Der Rückzug aus der Kindergarten-Kampfzone war ein Erfolg. Weder die Kindergärtnerin hat Timon erwischt noch der Feind: Mirco, zehn Jahre, im Mund ein Erdbeerkaugummi, unterm Arm einen Schnellfeuer-Karabiner. Und Lidianne, sechs Jahre alt, Zöpfe, bewaffnet mit einem Stofftiger, der ein Armeetuch trägt. Harte Gegner, ob Timon und seine Verbündeten da nicht weitere Waffen holen sollen? Im Arsenal, also der Garage. Neben Rollerskates und Fritteuse lagern dort: ein Scharfschützengewehr, ein vollautomatischer Schnellfeuerkarabiner, ein Maschinengewehr, eine Browning, eine Thompson, insgesamt 26 Waffen, alles selbst gebastelt, dazu Panzerfaust, Handgranaten, Wüstenkleidung, Helme, Gasmasken, ein Defibrillator. Was man eben so braucht im Krieg. Der Auftrag heute: dem Feind die Flagge entreißen.
Was haben sich Timons Eltern gefreut, als Timon diesen Kameraden gefunden hatte. Sicher, das Kriegsspiel fanden sie nicht so gut, Fußball wäre ihnen lieber gewesen. Sie kauften ihm auch keine Waffe. Wenn schon, sollte Timon sich die selbst bauen, aus Holz. Mit den Händen etwas tun, hatten die Psychologen gesagt, mache den Kopf frei. Der Vater zeigte Timon, wie er eine Säge führt, und Timon ging ins Netz, druckte Bilder von Waffen und sägte in einer Kunst Pistolen und Karabiner, die alle staunen ließ. Und fortan kleidete er sich grün und stürzte sich ins Kriegsspiel, es passte zu seinem leicht autistischen Zwang, Befehl und Gehorsam, feste Regeln, und er betrieb das Spiel in einer Perfektion, dass den Eltern ganz bang wurde.
Die Mutter musste an das Massaker von Columbine denken, die vielen Schießereien an Schulen. Und was sollten die Nachbarn denken? Hoek van Holland war im Zweiten Weltkrieg Teil des deutschen Atlantikwalls gewesen. Viele alte Menschen hier haben schlimme Erinnerungen. »Wir wollten doch keine Gefühle verletzen«, sagt die Mutter.
Aber es tat ihrem Timon so gut. Tag für Tag spielte er draußen. Seine Wangen nahmen Farbe an, er lachte und redete mehr, er schuf eine Holzwaffe nach der anderen, so viele, er konnte sie gar nicht alle tragen, und so, ein Wunder, ließ er die Nachbarskinder damit spielen, die neugierig sein Treiben verfolgten, auf einmal hatte er Gefährten, das ganze Viertel mit seinen Gärtchen und Hecken wurde zum Kriegsgebiet.

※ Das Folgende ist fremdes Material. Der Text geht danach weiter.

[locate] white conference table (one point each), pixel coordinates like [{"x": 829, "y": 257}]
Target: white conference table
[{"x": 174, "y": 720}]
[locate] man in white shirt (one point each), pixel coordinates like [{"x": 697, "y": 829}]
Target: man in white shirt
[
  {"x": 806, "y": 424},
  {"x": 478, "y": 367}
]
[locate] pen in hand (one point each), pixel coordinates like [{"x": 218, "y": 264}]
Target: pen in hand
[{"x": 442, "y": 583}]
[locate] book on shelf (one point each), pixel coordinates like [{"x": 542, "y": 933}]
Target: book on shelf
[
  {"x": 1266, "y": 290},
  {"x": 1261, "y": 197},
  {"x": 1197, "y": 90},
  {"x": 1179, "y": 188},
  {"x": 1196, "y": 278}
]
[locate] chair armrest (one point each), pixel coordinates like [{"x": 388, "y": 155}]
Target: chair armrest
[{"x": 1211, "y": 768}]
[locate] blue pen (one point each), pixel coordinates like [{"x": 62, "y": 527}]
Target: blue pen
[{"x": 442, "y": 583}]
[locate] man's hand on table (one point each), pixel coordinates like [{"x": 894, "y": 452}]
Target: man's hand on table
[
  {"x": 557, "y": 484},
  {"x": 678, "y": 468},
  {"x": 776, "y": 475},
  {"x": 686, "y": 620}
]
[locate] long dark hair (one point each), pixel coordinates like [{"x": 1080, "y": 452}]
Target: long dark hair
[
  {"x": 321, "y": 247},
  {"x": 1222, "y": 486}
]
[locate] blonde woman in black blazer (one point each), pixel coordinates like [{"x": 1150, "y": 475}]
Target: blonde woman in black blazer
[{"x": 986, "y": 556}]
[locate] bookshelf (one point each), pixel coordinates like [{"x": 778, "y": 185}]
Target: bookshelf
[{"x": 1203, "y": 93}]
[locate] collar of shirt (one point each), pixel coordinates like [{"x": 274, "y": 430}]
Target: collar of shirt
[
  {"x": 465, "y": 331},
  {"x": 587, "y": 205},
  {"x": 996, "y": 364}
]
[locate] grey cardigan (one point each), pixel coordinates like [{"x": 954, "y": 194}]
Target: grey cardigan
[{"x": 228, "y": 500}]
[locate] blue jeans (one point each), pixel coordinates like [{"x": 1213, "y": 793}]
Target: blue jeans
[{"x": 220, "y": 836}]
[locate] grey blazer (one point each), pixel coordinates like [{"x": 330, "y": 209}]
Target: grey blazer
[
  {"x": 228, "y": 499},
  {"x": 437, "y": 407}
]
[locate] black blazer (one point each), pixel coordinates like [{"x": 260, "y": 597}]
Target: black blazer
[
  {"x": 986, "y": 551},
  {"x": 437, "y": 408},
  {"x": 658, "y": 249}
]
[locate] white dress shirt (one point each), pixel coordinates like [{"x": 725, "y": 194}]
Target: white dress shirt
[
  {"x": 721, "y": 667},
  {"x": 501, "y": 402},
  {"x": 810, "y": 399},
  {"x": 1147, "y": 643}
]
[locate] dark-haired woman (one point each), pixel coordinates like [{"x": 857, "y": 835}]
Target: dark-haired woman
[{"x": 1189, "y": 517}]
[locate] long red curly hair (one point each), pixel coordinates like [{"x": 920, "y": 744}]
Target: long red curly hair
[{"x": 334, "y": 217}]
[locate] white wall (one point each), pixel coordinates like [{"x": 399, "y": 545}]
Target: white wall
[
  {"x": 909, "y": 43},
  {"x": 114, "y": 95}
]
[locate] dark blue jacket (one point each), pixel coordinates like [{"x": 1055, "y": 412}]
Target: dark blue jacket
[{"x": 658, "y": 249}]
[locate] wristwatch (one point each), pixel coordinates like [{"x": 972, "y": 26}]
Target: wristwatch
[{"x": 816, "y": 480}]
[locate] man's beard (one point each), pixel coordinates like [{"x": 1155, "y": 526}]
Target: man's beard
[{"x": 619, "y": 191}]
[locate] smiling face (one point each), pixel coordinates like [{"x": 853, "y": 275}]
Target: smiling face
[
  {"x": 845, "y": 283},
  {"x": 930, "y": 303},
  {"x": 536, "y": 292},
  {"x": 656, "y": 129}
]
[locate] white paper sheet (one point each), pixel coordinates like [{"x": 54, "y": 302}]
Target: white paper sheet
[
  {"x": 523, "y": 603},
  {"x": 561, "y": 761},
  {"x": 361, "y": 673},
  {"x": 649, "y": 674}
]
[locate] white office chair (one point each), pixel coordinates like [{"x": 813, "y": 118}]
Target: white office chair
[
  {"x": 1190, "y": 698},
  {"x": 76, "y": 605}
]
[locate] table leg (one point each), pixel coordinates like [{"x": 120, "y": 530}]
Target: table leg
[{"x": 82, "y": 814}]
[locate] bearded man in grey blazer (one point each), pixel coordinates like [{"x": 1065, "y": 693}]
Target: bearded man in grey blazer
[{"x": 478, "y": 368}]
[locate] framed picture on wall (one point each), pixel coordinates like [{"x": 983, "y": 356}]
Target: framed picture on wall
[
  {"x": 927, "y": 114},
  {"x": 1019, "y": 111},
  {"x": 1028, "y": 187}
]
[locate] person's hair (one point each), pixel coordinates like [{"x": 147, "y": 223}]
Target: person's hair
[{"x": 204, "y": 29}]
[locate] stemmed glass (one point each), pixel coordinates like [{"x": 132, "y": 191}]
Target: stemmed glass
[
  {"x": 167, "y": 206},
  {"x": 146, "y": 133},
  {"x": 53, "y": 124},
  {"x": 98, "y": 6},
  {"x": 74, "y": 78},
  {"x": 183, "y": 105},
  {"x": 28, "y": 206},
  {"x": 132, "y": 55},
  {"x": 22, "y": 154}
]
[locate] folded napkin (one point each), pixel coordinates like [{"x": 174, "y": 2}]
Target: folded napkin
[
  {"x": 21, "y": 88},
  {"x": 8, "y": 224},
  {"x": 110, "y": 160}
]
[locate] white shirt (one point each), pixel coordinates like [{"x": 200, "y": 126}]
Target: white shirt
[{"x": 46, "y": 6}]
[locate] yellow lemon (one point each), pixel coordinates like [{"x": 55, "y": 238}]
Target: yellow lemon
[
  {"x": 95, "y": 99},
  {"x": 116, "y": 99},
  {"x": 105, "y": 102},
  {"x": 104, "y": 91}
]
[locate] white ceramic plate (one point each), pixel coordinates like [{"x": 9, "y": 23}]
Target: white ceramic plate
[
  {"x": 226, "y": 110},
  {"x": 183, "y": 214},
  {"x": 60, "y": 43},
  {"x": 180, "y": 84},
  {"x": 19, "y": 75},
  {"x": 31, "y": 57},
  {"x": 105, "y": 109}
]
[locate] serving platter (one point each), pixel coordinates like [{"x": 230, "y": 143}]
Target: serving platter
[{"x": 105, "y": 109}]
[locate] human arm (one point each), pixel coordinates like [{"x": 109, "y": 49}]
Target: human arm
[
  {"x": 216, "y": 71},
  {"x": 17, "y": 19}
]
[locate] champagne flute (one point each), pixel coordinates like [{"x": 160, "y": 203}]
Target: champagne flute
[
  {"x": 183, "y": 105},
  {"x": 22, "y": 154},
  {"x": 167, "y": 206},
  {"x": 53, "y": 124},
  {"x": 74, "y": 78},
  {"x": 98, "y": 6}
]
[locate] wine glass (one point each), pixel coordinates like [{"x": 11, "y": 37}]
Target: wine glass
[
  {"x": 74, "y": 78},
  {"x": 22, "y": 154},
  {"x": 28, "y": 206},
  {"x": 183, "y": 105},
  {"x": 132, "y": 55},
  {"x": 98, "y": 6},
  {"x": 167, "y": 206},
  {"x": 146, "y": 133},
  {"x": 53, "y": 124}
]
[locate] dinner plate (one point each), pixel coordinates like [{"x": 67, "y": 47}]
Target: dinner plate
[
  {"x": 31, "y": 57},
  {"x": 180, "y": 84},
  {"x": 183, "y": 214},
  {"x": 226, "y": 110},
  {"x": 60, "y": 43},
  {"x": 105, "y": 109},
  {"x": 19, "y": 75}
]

Timon ist dort der General. Und er bemüht sich mehr als früher, nett zu den Kindern zu sein, er braucht sie ja für sein Spiel, viel schöner ist es, zu fünft als allein zu spielen; nach jedem Niederschuss rettet er seine Spielfeinde mit dem Erste-Hilfe-Koffer. Und er verzeiht ihnen, wenn sie für ein Eclair den Schützengraben verlassen, wenn sie beim Zählen schummeln, oder – ganz großer Fehler – mit einem Scharfschützengewehr peng, peng, peng rufen statt peng-tschack, peng-tschack, peng-tschack: Eine solche Waffe muss man nachladen!
Und so lassen die Eltern ihren Timon nicht nur gewähren, sie unterstützen ihn, kaufen echte Armeehosen und Helme – und tun in ihrer Unterstützung das Richtige, sagt Michael Wolf, Psychologe am Hoch-Begabten-Zentrum in Köln. Er hat keine Angst, dass in Timon ein Attentäter heranwächst, obwohl es einen gruselt, wenn Timon die Sturmhaube über den Kopf zieht, über das Bubengesicht mit seinem kleinen Mund, kecken Augen und weichen Pausbacken, auf denen ein putziger Leberfleck prangt. Amokläufer, sagt Wolf, seien Einzelgänger, fast immer isoliert. Timon aber habe sich mit seinem Spiel aus der Isolierung gerettet.
In der Schule geht es besser. Die Kinder hänseln Timon weniger, die Lehrer binden ihn besser ein: Er darf nach Antworten der anderen sagen, ob diese richtig waren. Beim Schultheater spielt er einen Soldaten. »Seit er draußen Krieg führt, haben wir drinnen Frieden«, sagen die Eltern.
Nur in zwei Dingen lassen sie nicht mit sich reden: Keine Waffen im Haus! Und sie ersetzen den Opel nicht durch einen Jeep in Tarnfarbe. Hätte eh nur für Ärger gesorgt. »Wir wissen, dass uns hier einige nicht verstehen.« Aber was sollen sie tun? Sie haben andere Sorgen. Mal sehen, was Mirco und Lidianne bald so einfällt. Die beiden sind auch hochbegabt.